San Diego Redevelopment Looters Unmasked

The Pulitzer committee won’t announce its awards for a couple of months, but I’m calling the game already for Liam Dillon and the Voice of San Diego for their report on how San Diego “screwed” the schools—San Diego’s choice of words, not mine—to grab more state money for redevelopment toys. Read it and weep.

The story is doubly notable.

First, it does real reporting about how the state-local financial relationship works, instead of just stenographically transmitting local leaders’ spin about the state taking “their money.” As Dillon’s report shows, the dollars, in fact, flow the other way: people around the state are paying higher tuition for college and watching their schools cut the school year so San Diego can build baubles, perhaps including a stadium for the San Diego Chargers, the NFL team owned by Alex Spanos, a billionaire developer.

Second, by reporting the role played by GOP Assemblyman Nathan Fletcher in passing the San Diego grab, Dillon underscores again that legislative Republicans may say they oppose spending, but, in practice, support it as vigorously as any Democrat.

A system that promotes the purchase of frills at the expense of education is broken and needs a fundamental fix that’s not going to happen overnight.
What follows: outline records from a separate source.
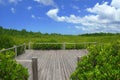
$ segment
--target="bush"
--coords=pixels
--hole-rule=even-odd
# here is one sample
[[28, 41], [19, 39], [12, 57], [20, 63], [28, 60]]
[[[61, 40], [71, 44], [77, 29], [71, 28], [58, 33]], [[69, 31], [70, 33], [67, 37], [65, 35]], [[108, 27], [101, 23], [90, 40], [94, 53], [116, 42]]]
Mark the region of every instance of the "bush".
[[120, 80], [120, 43], [92, 45], [82, 57], [71, 80]]
[[28, 70], [18, 64], [13, 52], [0, 53], [0, 80], [28, 80]]
[[0, 35], [0, 49], [13, 47], [15, 42], [7, 35]]
[[33, 44], [33, 49], [35, 50], [58, 50], [61, 49], [61, 44]]

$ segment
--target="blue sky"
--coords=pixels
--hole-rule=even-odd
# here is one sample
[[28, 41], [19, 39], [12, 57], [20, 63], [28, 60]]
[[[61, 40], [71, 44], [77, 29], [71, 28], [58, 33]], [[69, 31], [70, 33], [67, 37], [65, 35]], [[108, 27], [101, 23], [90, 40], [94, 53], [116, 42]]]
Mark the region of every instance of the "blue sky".
[[118, 33], [120, 0], [0, 0], [0, 25], [42, 33]]

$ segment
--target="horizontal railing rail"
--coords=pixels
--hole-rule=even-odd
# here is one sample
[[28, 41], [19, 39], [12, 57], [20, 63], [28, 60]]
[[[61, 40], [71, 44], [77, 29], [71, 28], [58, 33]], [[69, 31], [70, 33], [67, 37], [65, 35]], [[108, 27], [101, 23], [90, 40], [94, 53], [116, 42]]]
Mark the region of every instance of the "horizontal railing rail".
[[76, 45], [80, 45], [80, 44], [84, 44], [84, 46], [86, 46], [86, 44], [96, 44], [97, 42], [81, 42], [81, 43], [67, 43], [67, 42], [64, 42], [64, 43], [33, 43], [33, 42], [29, 42], [28, 43], [28, 49], [31, 49], [32, 47], [31, 47], [31, 45], [33, 45], [33, 44], [40, 44], [40, 45], [52, 45], [52, 44], [55, 44], [55, 45], [62, 45], [62, 48], [61, 49], [63, 49], [63, 50], [65, 50], [66, 49], [66, 45], [74, 45], [74, 48], [76, 47]]
[[5, 52], [5, 51], [9, 51], [9, 50], [13, 50], [14, 52], [15, 52], [15, 56], [17, 56], [18, 54], [18, 51], [17, 51], [17, 48], [19, 48], [19, 47], [24, 47], [24, 52], [25, 52], [25, 50], [26, 50], [26, 44], [24, 43], [24, 44], [22, 44], [22, 45], [18, 45], [18, 46], [16, 46], [16, 45], [14, 45], [13, 47], [11, 47], [11, 48], [7, 48], [7, 49], [3, 49], [3, 50], [0, 50], [0, 53], [2, 53], [2, 52]]

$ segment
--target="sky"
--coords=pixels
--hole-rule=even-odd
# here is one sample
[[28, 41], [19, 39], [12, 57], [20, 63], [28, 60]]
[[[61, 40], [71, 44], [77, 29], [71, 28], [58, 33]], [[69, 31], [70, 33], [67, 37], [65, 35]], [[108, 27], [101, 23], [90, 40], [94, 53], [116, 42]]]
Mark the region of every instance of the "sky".
[[42, 33], [119, 33], [120, 0], [0, 0], [0, 26]]

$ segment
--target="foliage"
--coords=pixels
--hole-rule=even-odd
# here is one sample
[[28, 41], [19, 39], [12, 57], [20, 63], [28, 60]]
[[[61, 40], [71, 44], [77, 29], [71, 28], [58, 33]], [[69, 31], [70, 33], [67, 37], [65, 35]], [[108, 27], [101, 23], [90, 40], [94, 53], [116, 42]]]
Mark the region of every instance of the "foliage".
[[7, 35], [0, 35], [0, 49], [13, 47], [15, 42]]
[[0, 80], [28, 80], [28, 70], [18, 64], [11, 51], [0, 53]]
[[120, 42], [94, 45], [81, 58], [71, 80], [120, 80]]

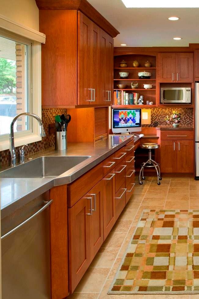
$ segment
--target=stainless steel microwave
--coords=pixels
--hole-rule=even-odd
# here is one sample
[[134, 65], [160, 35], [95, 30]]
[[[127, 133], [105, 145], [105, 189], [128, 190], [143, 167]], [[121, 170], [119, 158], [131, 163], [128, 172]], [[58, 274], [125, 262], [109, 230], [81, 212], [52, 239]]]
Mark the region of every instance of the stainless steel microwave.
[[188, 104], [191, 103], [190, 87], [162, 87], [161, 104]]

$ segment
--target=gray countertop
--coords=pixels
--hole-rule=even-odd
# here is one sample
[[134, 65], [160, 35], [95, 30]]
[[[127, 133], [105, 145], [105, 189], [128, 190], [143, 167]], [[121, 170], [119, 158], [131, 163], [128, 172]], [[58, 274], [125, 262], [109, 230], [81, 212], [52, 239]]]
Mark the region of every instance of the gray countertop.
[[[135, 136], [135, 142], [140, 138]], [[2, 218], [53, 186], [71, 183], [133, 139], [131, 135], [110, 135], [107, 139], [101, 140], [94, 144], [93, 143], [70, 143], [66, 151], [50, 149], [31, 156], [33, 159], [46, 155], [91, 156], [56, 178], [1, 178]]]

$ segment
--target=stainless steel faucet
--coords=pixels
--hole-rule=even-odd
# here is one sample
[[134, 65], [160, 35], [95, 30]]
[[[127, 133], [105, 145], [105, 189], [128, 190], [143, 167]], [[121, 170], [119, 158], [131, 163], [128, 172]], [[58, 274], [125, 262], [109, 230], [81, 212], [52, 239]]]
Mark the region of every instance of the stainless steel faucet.
[[[14, 148], [14, 125], [16, 121], [17, 120], [18, 118], [20, 118], [22, 116], [31, 116], [32, 117], [33, 117], [37, 120], [40, 126], [40, 135], [41, 137], [44, 137], [46, 136], [46, 133], [42, 120], [40, 118], [36, 115], [36, 114], [34, 114], [33, 113], [31, 113], [30, 112], [24, 112], [23, 113], [18, 114], [16, 115], [15, 117], [14, 117], [10, 125], [10, 151], [11, 154], [11, 163], [13, 166], [16, 166], [17, 162], [16, 152]], [[22, 162], [21, 160], [21, 162]]]

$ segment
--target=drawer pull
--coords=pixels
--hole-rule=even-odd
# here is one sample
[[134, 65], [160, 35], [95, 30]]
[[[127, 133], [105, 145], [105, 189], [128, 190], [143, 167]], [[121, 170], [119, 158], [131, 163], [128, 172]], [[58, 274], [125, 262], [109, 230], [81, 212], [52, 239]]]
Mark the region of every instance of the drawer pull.
[[111, 177], [110, 178], [105, 178], [104, 179], [105, 180], [108, 180], [109, 181], [110, 181], [113, 178], [113, 177], [115, 175], [115, 174], [111, 174]]
[[135, 158], [135, 156], [134, 156], [134, 157], [131, 157], [131, 158], [132, 159], [131, 160], [130, 160], [130, 161], [126, 161], [126, 163], [131, 163], [131, 162], [132, 162], [133, 160], [133, 159]]
[[123, 166], [124, 167], [123, 167], [122, 168], [122, 169], [121, 169], [121, 170], [120, 170], [120, 171], [116, 171], [116, 173], [117, 173], [117, 174], [120, 174], [120, 173], [121, 173], [121, 172], [122, 172], [122, 171], [123, 170], [124, 170], [124, 168], [126, 168], [126, 167], [127, 167], [126, 165], [122, 165], [122, 166]]
[[133, 175], [135, 172], [135, 170], [133, 170], [133, 172], [131, 174], [130, 174], [130, 175], [126, 175], [126, 177], [127, 177], [127, 178], [131, 178], [131, 177]]
[[122, 154], [123, 154], [123, 155], [122, 155], [121, 157], [120, 157], [119, 158], [115, 158], [115, 159], [121, 159], [121, 158], [122, 158], [124, 156], [125, 156], [125, 155], [127, 154], [126, 153], [122, 153]]
[[96, 211], [96, 196], [97, 194], [95, 193], [94, 194], [91, 194], [90, 195], [92, 195], [92, 196], [94, 196], [94, 209], [93, 209], [92, 211], [95, 212]]
[[109, 162], [108, 163], [111, 163], [111, 164], [109, 166], [104, 166], [104, 167], [108, 167], [108, 168], [110, 168], [114, 164], [115, 164], [115, 162]]
[[133, 188], [134, 187], [134, 186], [135, 185], [135, 184], [134, 183], [132, 183], [132, 185], [133, 185], [133, 186], [132, 186], [132, 187], [131, 188], [131, 190], [127, 190], [127, 192], [131, 192], [131, 191], [132, 191], [132, 189], [133, 189]]
[[132, 146], [132, 147], [131, 147], [131, 148], [129, 148], [129, 149], [128, 149], [128, 150], [126, 149], [126, 151], [131, 151], [131, 150], [133, 148], [135, 148], [135, 145], [133, 145], [133, 146]]
[[92, 209], [92, 197], [85, 197], [87, 199], [90, 200], [90, 213], [88, 213], [86, 215], [92, 216], [93, 215], [93, 209]]
[[123, 192], [123, 193], [122, 193], [122, 195], [120, 197], [116, 197], [116, 198], [117, 198], [117, 199], [120, 199], [120, 198], [121, 198], [122, 197], [122, 196], [123, 196], [123, 195], [124, 194], [124, 193], [126, 192], [126, 190], [127, 190], [127, 188], [124, 188], [124, 189], [122, 189], [122, 190], [124, 190], [124, 191]]

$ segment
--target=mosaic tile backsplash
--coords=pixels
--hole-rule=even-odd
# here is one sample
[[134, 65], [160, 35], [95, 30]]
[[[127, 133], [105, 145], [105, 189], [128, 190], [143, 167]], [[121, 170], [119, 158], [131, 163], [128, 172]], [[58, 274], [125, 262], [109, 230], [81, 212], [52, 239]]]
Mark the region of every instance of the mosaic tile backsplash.
[[[25, 149], [25, 155], [29, 155], [35, 154], [44, 150], [55, 146], [55, 137], [54, 134], [49, 134], [48, 125], [55, 121], [55, 116], [57, 114], [66, 114], [66, 110], [57, 108], [42, 109], [42, 119], [46, 131], [46, 136], [42, 140], [30, 144]], [[16, 147], [16, 152], [21, 147]], [[9, 156], [9, 150], [0, 151], [0, 165], [1, 166], [8, 165]]]

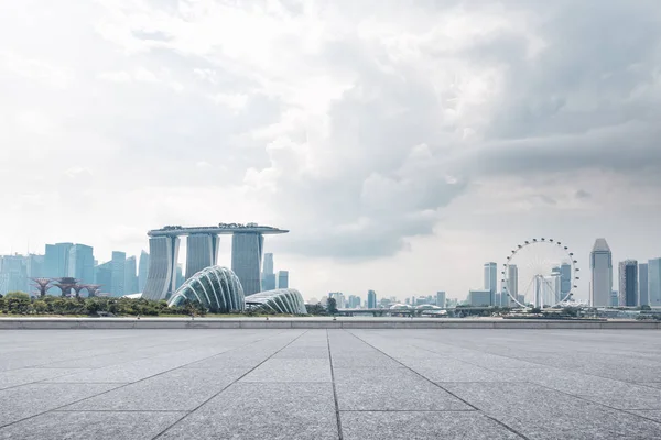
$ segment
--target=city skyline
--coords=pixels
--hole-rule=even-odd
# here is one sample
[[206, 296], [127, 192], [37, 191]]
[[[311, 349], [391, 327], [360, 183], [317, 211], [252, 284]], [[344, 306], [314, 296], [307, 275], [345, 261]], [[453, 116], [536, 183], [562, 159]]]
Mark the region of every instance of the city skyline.
[[[159, 239], [163, 239], [163, 237], [159, 237]], [[197, 240], [197, 238], [195, 238], [195, 240]], [[219, 241], [219, 238], [218, 238], [218, 241]], [[217, 252], [218, 243], [216, 242], [214, 244], [214, 246], [216, 246], [216, 252]], [[43, 267], [43, 268], [39, 270], [40, 271], [39, 272], [40, 276], [43, 273], [48, 272], [48, 268], [47, 268], [48, 265], [53, 265], [53, 264], [66, 265], [66, 270], [64, 272], [65, 273], [64, 276], [73, 276], [71, 274], [75, 273], [75, 271], [76, 271], [76, 270], [72, 268], [73, 266], [76, 265], [76, 263], [75, 263], [76, 262], [76, 257], [75, 257], [76, 252], [84, 251], [87, 261], [93, 261], [94, 263], [97, 262], [97, 260], [93, 255], [93, 249], [94, 248], [89, 246], [89, 245], [86, 245], [86, 244], [64, 242], [64, 243], [46, 244], [44, 248], [45, 248], [45, 252], [44, 252], [44, 254], [41, 254], [41, 255], [40, 254], [30, 254], [30, 255], [17, 254], [18, 256], [24, 258], [24, 261], [25, 261], [24, 264], [25, 265], [28, 265], [33, 258], [35, 258], [35, 257], [40, 258], [41, 257], [42, 261], [40, 263], [41, 264], [40, 267]], [[52, 255], [56, 255], [57, 256], [57, 261], [50, 261], [50, 262], [45, 261], [45, 256], [46, 256], [46, 253], [48, 251], [51, 252]], [[608, 254], [608, 257], [605, 261], [609, 261], [611, 258], [611, 256], [610, 256], [610, 249], [609, 249], [608, 243], [606, 242], [606, 240], [604, 240], [604, 239], [596, 239], [596, 241], [595, 241], [595, 243], [593, 245], [593, 251], [590, 252], [590, 261], [589, 261], [589, 265], [588, 266], [592, 266], [592, 264], [593, 264], [592, 263], [592, 255], [595, 253], [595, 251], [597, 251], [597, 253], [599, 253], [599, 251], [606, 252]], [[189, 255], [189, 252], [186, 252], [186, 255]], [[2, 257], [2, 256], [11, 257], [12, 255], [0, 255], [0, 257]], [[126, 285], [128, 285], [129, 283], [132, 283], [132, 286], [133, 286], [132, 288], [130, 288], [130, 290], [131, 290], [130, 293], [142, 292], [142, 290], [139, 289], [139, 286], [140, 286], [140, 273], [141, 273], [141, 271], [143, 271], [143, 276], [144, 276], [144, 273], [147, 272], [147, 271], [144, 271], [144, 265], [148, 264], [150, 254], [147, 253], [145, 251], [141, 251], [138, 255], [128, 255], [126, 252], [122, 252], [122, 251], [113, 251], [112, 254], [111, 254], [111, 258], [108, 262], [106, 262], [106, 263], [99, 263], [98, 265], [94, 265], [93, 266], [94, 271], [95, 272], [98, 272], [99, 270], [102, 271], [104, 266], [106, 266], [108, 268], [112, 267], [112, 266], [110, 266], [110, 264], [112, 263], [112, 257], [117, 257], [118, 261], [121, 261], [121, 267], [119, 267], [119, 266], [116, 265], [113, 276], [110, 275], [110, 277], [108, 278], [109, 282], [107, 282], [108, 284], [112, 284], [113, 285], [113, 288], [112, 288], [113, 294], [118, 295], [118, 296], [120, 295], [118, 292], [121, 292], [122, 293], [121, 295], [129, 294], [128, 290], [124, 293]], [[139, 265], [138, 257], [140, 257], [140, 262], [142, 262], [143, 266]], [[64, 262], [59, 262], [59, 260], [64, 260]], [[628, 260], [630, 260], [630, 258], [627, 258], [627, 261]], [[654, 266], [654, 261], [655, 261], [655, 258], [650, 258], [650, 261], [649, 261], [652, 264], [651, 271], [653, 271], [654, 267], [655, 267]], [[273, 274], [272, 274], [272, 278], [273, 278], [272, 282], [274, 283], [273, 288], [288, 288], [288, 287], [290, 287], [289, 286], [289, 271], [278, 271], [278, 272], [275, 272], [273, 270], [273, 253], [270, 253], [270, 252], [266, 253], [263, 255], [262, 263], [263, 263], [263, 268], [270, 270], [270, 271], [273, 272]], [[620, 262], [620, 263], [622, 263], [622, 262]], [[129, 273], [130, 273], [130, 271], [128, 268], [129, 264], [134, 270], [133, 272], [136, 272], [136, 275], [132, 275], [132, 274], [129, 275]], [[186, 257], [184, 257], [184, 264], [186, 265], [186, 267], [188, 267], [187, 258]], [[182, 283], [185, 279], [188, 278], [188, 276], [184, 275], [184, 271], [183, 271], [184, 264], [182, 264], [181, 262], [177, 263], [176, 271], [175, 271], [176, 272], [175, 276], [172, 278], [174, 290], [176, 290], [178, 288], [178, 286], [181, 286]], [[483, 270], [483, 274], [481, 274], [483, 276], [481, 277], [483, 277], [483, 284], [484, 284], [485, 287], [488, 287], [488, 285], [491, 283], [491, 278], [494, 276], [495, 270], [497, 270], [497, 265], [498, 265], [498, 263], [496, 263], [496, 262], [487, 262], [487, 263], [483, 264], [484, 270]], [[2, 266], [0, 265], [0, 268]], [[141, 267], [142, 267], [142, 270], [141, 270]], [[566, 267], [565, 264], [561, 264], [556, 268], [554, 268], [554, 271], [557, 272], [557, 275], [560, 276], [560, 284], [557, 286], [557, 289], [560, 292], [562, 292], [562, 294], [560, 296], [563, 297], [563, 298], [564, 298], [566, 288], [568, 288], [568, 287], [566, 287], [566, 283], [567, 282], [565, 282], [565, 278], [564, 278], [565, 274], [566, 274], [565, 267]], [[617, 301], [618, 301], [618, 304], [620, 306], [624, 306], [626, 304], [626, 300], [621, 299], [620, 276], [619, 276], [619, 273], [617, 272], [618, 267], [619, 267], [619, 263], [615, 264], [614, 267], [613, 267], [613, 270], [610, 271], [611, 276], [613, 276], [613, 288], [611, 288], [611, 292], [618, 293], [618, 299], [617, 299]], [[641, 273], [640, 267], [644, 267], [646, 272]], [[640, 306], [640, 305], [646, 304], [646, 302], [639, 302], [641, 300], [641, 298], [643, 298], [643, 297], [648, 298], [647, 302], [650, 302], [650, 301], [653, 301], [654, 298], [657, 298], [657, 296], [659, 297], [658, 302], [660, 302], [660, 305], [661, 305], [661, 292], [659, 294], [655, 294], [655, 292], [657, 292], [655, 287], [652, 286], [653, 283], [657, 283], [653, 274], [652, 274], [652, 277], [651, 277], [651, 280], [650, 280], [650, 283], [652, 283], [652, 284], [650, 284], [649, 286], [647, 284], [647, 279], [648, 279], [648, 277], [647, 277], [647, 274], [648, 274], [647, 267], [648, 267], [648, 263], [647, 262], [642, 262], [642, 261], [639, 262], [639, 263], [637, 262], [637, 267], [636, 267], [636, 271], [637, 271], [636, 272], [636, 298], [637, 298], [636, 299], [636, 306]], [[511, 270], [510, 271], [510, 275], [513, 275], [513, 274], [517, 273], [516, 266], [511, 266], [510, 270]], [[78, 268], [78, 271], [80, 271], [80, 268]], [[592, 284], [593, 279], [594, 279], [594, 271], [592, 271], [592, 267], [589, 268], [589, 271], [590, 271], [590, 278], [589, 278], [590, 280], [588, 283]], [[3, 278], [1, 278], [1, 272], [2, 271], [0, 271], [0, 288], [2, 288], [2, 284], [3, 283], [7, 283], [7, 280], [4, 280]], [[120, 275], [120, 274], [123, 274], [123, 276]], [[268, 285], [268, 286], [264, 285], [264, 280], [266, 280], [264, 275], [266, 275], [266, 272], [260, 272], [260, 277], [261, 277], [260, 290], [267, 290], [266, 287], [270, 287], [270, 285]], [[96, 279], [97, 276], [98, 275], [95, 275], [95, 277], [91, 278], [91, 279], [94, 282], [98, 282], [98, 279]], [[25, 274], [24, 277], [28, 277], [28, 275]], [[80, 279], [82, 284], [85, 284], [85, 278], [84, 277], [78, 277], [78, 278]], [[101, 275], [101, 278], [106, 279], [104, 277], [104, 275]], [[130, 279], [131, 279], [131, 282], [129, 282]], [[646, 280], [646, 285], [644, 286], [640, 285], [640, 279], [644, 279]], [[89, 282], [88, 284], [91, 284], [91, 283], [93, 282]], [[284, 283], [284, 285], [281, 287], [280, 283]], [[120, 285], [120, 287], [118, 288], [117, 285]], [[490, 302], [494, 304], [494, 305], [505, 305], [506, 302], [502, 300], [502, 297], [501, 297], [501, 295], [502, 295], [502, 286], [501, 286], [502, 283], [499, 283], [497, 280], [496, 285], [498, 286], [498, 289], [496, 290], [495, 294], [491, 292], [490, 288], [487, 289], [487, 290], [491, 292], [491, 296], [490, 297], [492, 299], [490, 300]], [[332, 289], [332, 287], [327, 286], [325, 290], [328, 290], [328, 289]], [[366, 292], [370, 292], [370, 290], [371, 289], [368, 289]], [[101, 292], [104, 292], [102, 287], [101, 287]], [[361, 300], [365, 300], [366, 304], [367, 304], [368, 294], [366, 292], [358, 292], [358, 293], [356, 293], [356, 292], [351, 290], [347, 295], [354, 296], [355, 294], [357, 294], [357, 296], [360, 297]], [[456, 292], [456, 293], [452, 294], [452, 297], [458, 298], [459, 301], [462, 301], [463, 300], [462, 298], [465, 297], [466, 300], [470, 304], [470, 292], [476, 292], [477, 293], [477, 292], [481, 292], [481, 290], [479, 290], [479, 289], [477, 289], [477, 290], [476, 289], [468, 289], [465, 293]], [[319, 295], [323, 296], [325, 294], [326, 294], [326, 292], [311, 293], [311, 294], [307, 294], [307, 295], [305, 293], [303, 293], [305, 299], [316, 298]], [[413, 292], [405, 292], [405, 293], [399, 292], [399, 293], [395, 293], [394, 295], [392, 295], [392, 294], [386, 294], [386, 293], [383, 295], [387, 296], [387, 297], [388, 296], [394, 296], [394, 297], [398, 297], [398, 298], [408, 298], [408, 296], [411, 295], [411, 294], [413, 294], [415, 296], [415, 295], [423, 295], [423, 294], [429, 294], [429, 293], [426, 293], [426, 292], [422, 292], [422, 293], [421, 292], [415, 292], [415, 293], [413, 293]], [[654, 296], [654, 295], [657, 295], [657, 296]], [[145, 297], [149, 297], [149, 295], [145, 296]], [[582, 298], [579, 295], [573, 295], [573, 297], [574, 297], [574, 299], [584, 300], [586, 302], [593, 304], [590, 297]], [[611, 301], [611, 297], [609, 296], [608, 297], [608, 305], [611, 304], [610, 301]], [[622, 301], [625, 304], [622, 304]], [[596, 304], [596, 305], [597, 306], [602, 306], [600, 302]]]
[[529, 237], [661, 254], [653, 2], [15, 3], [2, 254], [259, 220], [308, 297], [465, 296]]

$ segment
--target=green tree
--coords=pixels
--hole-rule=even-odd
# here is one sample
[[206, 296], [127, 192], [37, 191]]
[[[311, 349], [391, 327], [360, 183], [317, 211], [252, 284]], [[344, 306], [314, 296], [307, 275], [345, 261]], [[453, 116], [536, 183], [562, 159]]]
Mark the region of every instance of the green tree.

But for all those deep-pocketed would-be reformers who are chomping to spend some of their millions to change California right now(!), the Voice of San Diego story points them toward an opportunity.

Why not put up a few million to fund recall campaigns against the city officials and legislators who, in the midst of California’s fiscal emergency, have been busy looting the schools to hand out redevelopment welfare to developers and the well-connected? Those campaigns could advance the reform conversation all around the state and at the same time perhaps retire to private life some officials who’ve lost sight of the common good. Forget the town hall meetings. Let’s bag ourselves some looters.